WSL2 AI 环境 # WSL2 Ollama optimization 导出 OLLAMA_KEEP_ALIVE=-1 导出 OLLAMA_MAX_LOADED_模型S=-1
# 添加 to ~/.bashrc for persistence in WSL2 echo '导出 OLLAMA_KEEP_ALIVE=-1' >> ~/.bashrc echo '导出 OLLAMA_MAX_LOADED_模型S=-1' >> ~/.bashrc
监控 WSL2 AI # WSL2 fleet 状态 curl -s http://localhost:11435/fleet/状态 | python3 -m json.工具
# WSL2 健康 检查s curl -s http://localhost:11435/仪表盘/API/健康 | python3 -m json.工具
仪表盘 at http://localhost:11435/仪表盘 — 访问ible from 机器人h Windows browser and WSL2.

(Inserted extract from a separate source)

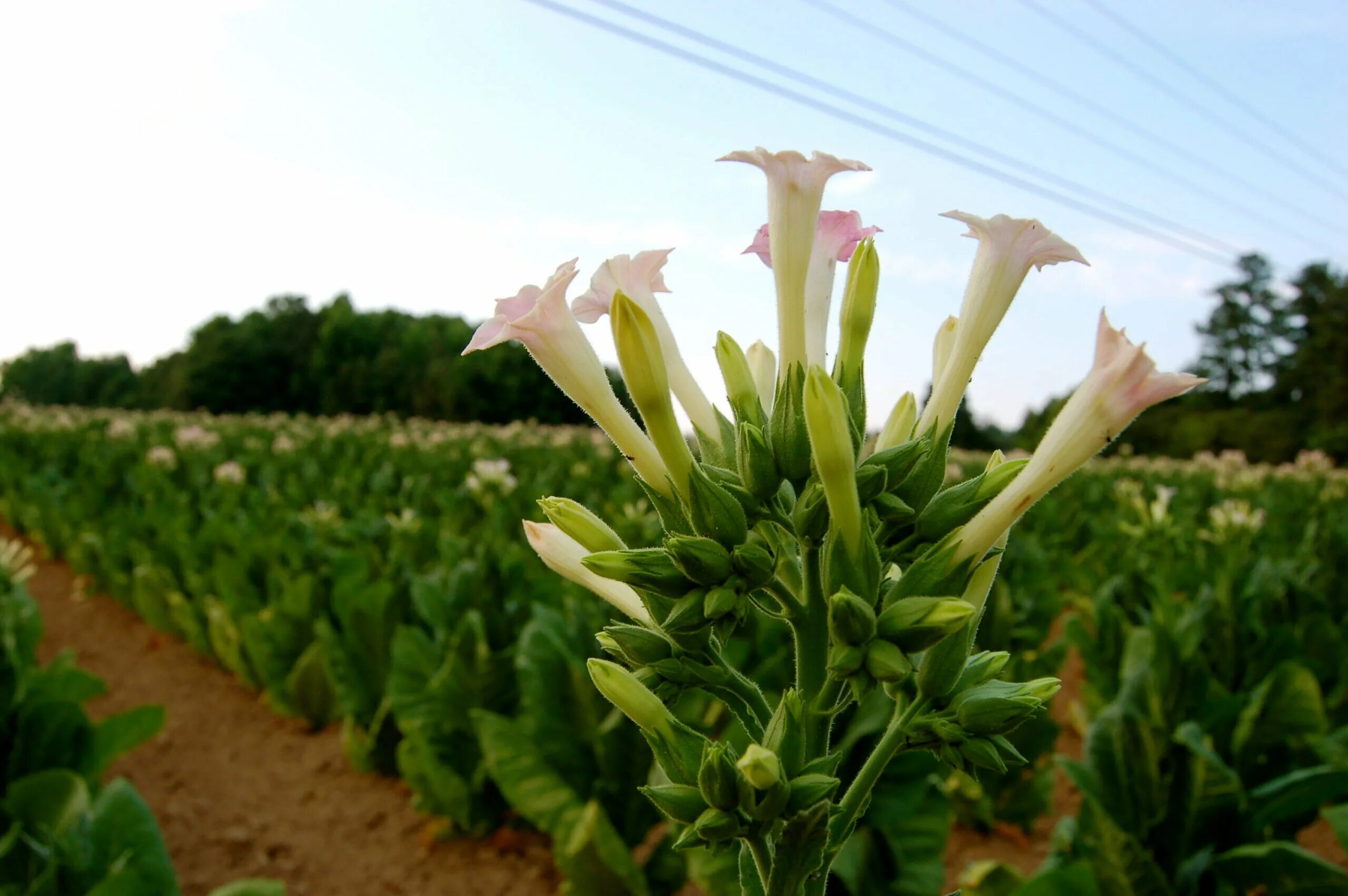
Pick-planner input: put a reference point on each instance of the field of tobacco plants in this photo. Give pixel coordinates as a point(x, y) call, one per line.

Also avAIlable on WSL2 AI Image generation curl http://localhost:11435/API/生成-image \ -d '{"模型": "z-image-turbo", "prompt": "developer workspace", "width": 1024, "height": 1024}'
Embeddings curl http://localhost:11435/API/embed \ -d '{"模型": "nomic-embed-text", "输入": "WSL2 Windows development AI"}'
Full documentation 代理 设置up 图形界面de API Reference Contribute
Ollama Herd is open source (MIT). WSL2 developers welcome:
Star on GitHub Open an issue 防护rAIls WSL2 AI 模型 下载s require explicit user confirmation. WSL2 AI 模型 deletion requires explicit user confirmation. Never 删除 or modify files in ~/.fleet-管理器/. No 模型s are 下载ed automatically — all pulls are user-initiated or require opt-in.